The rate of change of energy in a moving model is \(\rho\frac{De}{Dt}\). In the final equation, this term is reduced to \(\frac{\partial(\rho e)}{\partial t}+\nabla.(\rho e\vec{V})\). Which of these equations is used for this reduction?

(a) Equations of state

(b) Stress-strain equation

(c) Momentum equation

(d) Continuity equation

This question was addressed to me during a job interview.

My doubt stems from Energy Equation topic in section Governing Equations of Fluid Dynamics of Computational Fluid Dynamics

Answer 1

Right option is (d) Continuity equation

For explanation: Continuity equation is used as given below.

\(\rho\frac{De}{Dt}=\rho\frac{\partial e}{\partial t}+\rho\vec{V}.\nabla e \)

But,

\(\rho\frac{\partial e}{\partial t}=\frac{\partial(\rho e)}{\partial t}-e\frac{\partial \rho}{\partial t}\)

And

\(\rho\vec{V}.\nabla e=\nabla.(\rho e\vec{V})-e\nabla.(\rho \vec{V})\)

Therefore,

\(\rho\frac{De}{Dt}=\frac{\partial(\rho e)}{\partial t}-e\frac{\partial \rho}{\partial t}+\nabla.(\rho e\vec{V})-e\nabla.(\rho \vec{V})\)

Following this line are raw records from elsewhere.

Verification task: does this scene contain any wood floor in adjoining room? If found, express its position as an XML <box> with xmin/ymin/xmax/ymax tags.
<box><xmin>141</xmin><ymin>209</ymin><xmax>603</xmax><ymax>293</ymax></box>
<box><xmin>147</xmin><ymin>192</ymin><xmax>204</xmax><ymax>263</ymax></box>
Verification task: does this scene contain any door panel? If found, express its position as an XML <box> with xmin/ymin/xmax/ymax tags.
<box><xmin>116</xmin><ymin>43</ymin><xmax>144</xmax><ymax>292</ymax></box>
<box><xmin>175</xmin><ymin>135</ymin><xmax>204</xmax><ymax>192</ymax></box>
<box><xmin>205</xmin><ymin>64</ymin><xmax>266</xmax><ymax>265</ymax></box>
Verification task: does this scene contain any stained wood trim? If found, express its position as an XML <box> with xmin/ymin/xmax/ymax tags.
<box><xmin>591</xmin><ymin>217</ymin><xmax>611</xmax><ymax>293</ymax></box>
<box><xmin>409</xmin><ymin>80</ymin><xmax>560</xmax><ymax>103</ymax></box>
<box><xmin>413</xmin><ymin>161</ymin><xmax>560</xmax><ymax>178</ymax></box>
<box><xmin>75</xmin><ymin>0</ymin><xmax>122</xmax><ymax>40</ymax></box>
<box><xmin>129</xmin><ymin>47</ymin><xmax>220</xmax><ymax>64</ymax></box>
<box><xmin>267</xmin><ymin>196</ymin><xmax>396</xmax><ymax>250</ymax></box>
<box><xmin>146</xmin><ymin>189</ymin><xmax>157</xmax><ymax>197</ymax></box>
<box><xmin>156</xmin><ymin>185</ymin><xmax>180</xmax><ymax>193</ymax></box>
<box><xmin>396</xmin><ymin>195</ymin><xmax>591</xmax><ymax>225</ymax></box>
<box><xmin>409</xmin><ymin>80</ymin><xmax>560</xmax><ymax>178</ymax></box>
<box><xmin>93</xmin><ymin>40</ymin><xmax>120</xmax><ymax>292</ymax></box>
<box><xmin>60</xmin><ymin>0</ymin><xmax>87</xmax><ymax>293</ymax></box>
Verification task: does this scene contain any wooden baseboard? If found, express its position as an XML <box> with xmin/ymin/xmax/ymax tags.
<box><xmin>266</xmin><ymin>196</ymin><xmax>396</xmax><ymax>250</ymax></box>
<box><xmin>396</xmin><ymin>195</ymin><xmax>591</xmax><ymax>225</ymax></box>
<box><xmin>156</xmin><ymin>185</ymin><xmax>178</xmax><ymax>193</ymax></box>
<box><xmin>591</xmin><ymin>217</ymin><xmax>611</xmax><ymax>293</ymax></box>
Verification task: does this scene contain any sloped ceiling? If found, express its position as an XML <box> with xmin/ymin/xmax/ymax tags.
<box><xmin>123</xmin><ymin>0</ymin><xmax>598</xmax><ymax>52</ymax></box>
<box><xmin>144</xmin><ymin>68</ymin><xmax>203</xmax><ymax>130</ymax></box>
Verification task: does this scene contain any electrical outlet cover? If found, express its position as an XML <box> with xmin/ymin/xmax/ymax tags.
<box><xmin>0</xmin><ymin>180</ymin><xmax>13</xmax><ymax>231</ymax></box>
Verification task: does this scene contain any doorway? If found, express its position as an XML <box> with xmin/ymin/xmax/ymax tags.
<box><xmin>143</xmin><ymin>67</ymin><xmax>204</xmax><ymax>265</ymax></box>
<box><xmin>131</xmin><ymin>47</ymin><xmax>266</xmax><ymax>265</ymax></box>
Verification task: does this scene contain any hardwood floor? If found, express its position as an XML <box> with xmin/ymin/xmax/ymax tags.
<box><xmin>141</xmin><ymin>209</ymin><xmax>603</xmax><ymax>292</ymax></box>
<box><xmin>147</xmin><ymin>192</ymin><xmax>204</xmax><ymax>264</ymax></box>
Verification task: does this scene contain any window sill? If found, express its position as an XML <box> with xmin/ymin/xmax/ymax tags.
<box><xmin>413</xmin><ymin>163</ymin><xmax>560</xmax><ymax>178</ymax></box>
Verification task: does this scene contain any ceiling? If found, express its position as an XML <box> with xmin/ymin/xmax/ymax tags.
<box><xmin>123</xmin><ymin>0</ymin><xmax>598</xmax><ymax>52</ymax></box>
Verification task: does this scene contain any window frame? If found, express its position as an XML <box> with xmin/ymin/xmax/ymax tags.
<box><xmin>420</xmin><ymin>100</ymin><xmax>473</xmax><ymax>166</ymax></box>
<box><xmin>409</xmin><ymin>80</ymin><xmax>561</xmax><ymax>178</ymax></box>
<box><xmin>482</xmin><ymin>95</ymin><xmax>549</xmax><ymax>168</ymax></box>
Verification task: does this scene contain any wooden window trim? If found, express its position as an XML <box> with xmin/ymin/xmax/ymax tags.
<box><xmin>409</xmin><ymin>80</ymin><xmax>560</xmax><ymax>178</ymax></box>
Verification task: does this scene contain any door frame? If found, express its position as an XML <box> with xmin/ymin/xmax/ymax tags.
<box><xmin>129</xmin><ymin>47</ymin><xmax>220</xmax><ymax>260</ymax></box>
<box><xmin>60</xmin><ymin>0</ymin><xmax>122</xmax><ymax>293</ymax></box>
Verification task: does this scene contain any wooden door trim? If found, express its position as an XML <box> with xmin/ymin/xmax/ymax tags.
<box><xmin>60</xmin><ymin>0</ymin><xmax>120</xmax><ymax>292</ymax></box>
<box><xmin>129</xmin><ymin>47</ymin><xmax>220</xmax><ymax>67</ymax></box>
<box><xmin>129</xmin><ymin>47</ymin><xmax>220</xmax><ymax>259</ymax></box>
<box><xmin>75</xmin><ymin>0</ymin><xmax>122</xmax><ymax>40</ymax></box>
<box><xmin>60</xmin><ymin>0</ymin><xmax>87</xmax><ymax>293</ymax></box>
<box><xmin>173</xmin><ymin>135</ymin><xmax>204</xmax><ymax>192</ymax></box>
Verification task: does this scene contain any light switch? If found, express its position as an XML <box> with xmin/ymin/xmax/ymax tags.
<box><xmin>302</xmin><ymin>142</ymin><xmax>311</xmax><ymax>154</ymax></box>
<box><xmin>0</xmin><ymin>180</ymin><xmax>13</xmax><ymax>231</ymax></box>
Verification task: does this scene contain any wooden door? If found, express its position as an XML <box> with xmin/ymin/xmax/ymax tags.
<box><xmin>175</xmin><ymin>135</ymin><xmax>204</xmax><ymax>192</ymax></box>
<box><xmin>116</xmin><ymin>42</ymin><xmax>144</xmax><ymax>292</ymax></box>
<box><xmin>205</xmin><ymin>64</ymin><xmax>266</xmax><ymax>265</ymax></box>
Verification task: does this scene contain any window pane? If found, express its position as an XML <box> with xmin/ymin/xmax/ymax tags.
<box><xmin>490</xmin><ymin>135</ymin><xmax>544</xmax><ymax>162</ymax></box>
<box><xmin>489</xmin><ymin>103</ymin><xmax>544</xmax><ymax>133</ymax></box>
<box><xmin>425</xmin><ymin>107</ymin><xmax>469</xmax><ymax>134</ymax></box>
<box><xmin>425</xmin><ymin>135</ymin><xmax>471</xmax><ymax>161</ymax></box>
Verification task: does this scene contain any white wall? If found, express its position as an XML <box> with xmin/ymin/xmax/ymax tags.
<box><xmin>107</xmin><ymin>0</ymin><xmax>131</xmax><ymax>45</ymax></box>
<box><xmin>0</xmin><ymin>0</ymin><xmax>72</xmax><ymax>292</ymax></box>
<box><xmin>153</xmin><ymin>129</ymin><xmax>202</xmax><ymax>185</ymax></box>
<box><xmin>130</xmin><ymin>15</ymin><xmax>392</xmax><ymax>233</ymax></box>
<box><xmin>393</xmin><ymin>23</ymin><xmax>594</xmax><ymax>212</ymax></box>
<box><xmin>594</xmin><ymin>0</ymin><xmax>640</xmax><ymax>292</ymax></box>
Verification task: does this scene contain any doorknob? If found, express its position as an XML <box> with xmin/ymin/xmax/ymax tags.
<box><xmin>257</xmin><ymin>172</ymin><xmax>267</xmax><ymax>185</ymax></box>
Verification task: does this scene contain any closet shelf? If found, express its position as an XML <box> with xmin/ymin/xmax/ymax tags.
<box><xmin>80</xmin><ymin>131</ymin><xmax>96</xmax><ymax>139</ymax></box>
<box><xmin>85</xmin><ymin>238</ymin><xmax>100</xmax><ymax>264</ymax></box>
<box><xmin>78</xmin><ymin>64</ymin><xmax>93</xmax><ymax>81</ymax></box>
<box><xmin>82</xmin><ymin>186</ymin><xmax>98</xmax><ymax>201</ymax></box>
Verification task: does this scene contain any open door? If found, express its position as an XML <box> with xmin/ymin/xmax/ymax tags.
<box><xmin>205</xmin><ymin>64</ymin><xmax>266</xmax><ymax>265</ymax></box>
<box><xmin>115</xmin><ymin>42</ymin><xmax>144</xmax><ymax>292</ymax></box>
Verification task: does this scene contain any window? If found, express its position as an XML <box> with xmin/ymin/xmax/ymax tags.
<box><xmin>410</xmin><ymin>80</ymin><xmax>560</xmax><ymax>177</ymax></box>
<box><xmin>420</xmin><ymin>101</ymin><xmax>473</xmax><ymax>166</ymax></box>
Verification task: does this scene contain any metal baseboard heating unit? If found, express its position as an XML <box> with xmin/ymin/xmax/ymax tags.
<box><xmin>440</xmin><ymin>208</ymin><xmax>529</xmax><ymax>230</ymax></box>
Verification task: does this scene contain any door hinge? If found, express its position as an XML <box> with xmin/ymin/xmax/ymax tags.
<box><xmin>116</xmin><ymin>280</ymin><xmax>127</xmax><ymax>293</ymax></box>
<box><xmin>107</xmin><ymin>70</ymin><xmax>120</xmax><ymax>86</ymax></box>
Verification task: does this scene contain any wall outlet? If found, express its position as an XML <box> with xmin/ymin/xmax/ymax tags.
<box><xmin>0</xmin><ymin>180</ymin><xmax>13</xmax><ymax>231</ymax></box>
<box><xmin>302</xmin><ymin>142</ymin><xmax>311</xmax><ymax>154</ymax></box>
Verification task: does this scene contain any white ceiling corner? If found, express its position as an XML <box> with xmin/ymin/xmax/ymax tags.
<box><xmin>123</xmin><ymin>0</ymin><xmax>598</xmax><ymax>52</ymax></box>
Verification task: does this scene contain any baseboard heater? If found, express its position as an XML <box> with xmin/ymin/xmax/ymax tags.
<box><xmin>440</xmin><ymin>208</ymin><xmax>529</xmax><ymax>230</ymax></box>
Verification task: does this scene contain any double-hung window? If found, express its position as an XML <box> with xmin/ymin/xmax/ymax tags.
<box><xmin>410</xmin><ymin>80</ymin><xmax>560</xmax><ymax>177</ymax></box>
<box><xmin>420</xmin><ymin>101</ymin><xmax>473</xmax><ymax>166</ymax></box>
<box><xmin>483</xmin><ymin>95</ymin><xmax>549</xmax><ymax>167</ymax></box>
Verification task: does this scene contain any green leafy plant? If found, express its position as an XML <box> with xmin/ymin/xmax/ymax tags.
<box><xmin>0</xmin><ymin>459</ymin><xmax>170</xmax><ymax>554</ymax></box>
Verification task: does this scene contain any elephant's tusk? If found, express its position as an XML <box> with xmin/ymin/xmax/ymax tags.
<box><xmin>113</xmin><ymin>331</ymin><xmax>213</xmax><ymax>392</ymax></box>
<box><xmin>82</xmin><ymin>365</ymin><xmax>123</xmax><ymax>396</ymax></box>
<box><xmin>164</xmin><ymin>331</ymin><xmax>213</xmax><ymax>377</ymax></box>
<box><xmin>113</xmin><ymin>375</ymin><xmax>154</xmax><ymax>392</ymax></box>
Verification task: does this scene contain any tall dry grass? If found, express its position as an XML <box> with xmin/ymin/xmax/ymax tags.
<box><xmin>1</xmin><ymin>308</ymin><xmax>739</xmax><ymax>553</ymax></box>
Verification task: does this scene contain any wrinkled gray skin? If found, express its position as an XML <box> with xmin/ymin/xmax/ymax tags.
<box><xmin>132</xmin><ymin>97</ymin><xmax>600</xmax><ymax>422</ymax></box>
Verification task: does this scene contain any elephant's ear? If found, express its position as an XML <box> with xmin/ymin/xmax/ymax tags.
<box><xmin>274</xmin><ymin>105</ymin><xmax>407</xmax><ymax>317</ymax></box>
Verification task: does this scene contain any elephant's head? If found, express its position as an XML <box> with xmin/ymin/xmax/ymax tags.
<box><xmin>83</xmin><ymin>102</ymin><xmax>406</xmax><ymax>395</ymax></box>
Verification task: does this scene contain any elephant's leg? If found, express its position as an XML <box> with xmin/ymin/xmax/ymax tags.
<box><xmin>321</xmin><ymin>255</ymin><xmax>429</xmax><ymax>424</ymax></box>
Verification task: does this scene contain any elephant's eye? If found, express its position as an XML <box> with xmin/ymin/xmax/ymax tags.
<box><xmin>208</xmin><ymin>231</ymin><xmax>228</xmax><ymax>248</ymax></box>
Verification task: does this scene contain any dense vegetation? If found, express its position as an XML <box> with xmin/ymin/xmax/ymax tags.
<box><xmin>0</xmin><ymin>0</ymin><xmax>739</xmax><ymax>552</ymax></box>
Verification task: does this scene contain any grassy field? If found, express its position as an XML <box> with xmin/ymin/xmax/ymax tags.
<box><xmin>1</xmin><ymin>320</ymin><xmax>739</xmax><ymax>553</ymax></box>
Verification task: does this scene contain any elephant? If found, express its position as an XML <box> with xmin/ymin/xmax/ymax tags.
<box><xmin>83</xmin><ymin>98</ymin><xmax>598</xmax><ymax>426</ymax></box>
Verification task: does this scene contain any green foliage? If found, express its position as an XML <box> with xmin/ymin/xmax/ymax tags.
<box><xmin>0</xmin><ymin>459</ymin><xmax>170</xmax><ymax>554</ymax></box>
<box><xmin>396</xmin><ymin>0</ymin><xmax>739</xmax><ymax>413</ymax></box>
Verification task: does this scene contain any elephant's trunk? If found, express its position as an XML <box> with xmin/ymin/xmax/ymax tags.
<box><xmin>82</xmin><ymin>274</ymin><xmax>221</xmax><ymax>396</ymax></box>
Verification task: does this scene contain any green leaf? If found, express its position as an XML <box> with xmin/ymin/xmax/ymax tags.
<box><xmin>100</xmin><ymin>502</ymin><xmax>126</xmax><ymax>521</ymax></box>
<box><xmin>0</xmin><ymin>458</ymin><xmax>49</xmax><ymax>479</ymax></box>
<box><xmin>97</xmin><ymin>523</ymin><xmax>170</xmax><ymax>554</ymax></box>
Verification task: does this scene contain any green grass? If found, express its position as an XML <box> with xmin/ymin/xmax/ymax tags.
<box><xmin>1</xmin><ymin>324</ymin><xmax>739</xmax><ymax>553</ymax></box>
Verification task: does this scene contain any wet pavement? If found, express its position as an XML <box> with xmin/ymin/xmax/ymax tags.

\(\rho\frac{De}{Dt}=\frac{\partial(\rho e)}{\partial t}-e(\frac{\partial \rho}{\partial t}+\nabla.(\rho \vec{V}))+\nabla.(\rho e\vec{V})\)

Applying the continuity equation, \(\frac{\partial \rho}{\partial t}+\nabla.(\rho \vec{V})=0\), and hence

\(\rho\frac{De}{Dt}=\frac{\partial(\rho e)}{\partial t}+\nabla.(\rho e\vec{V})\).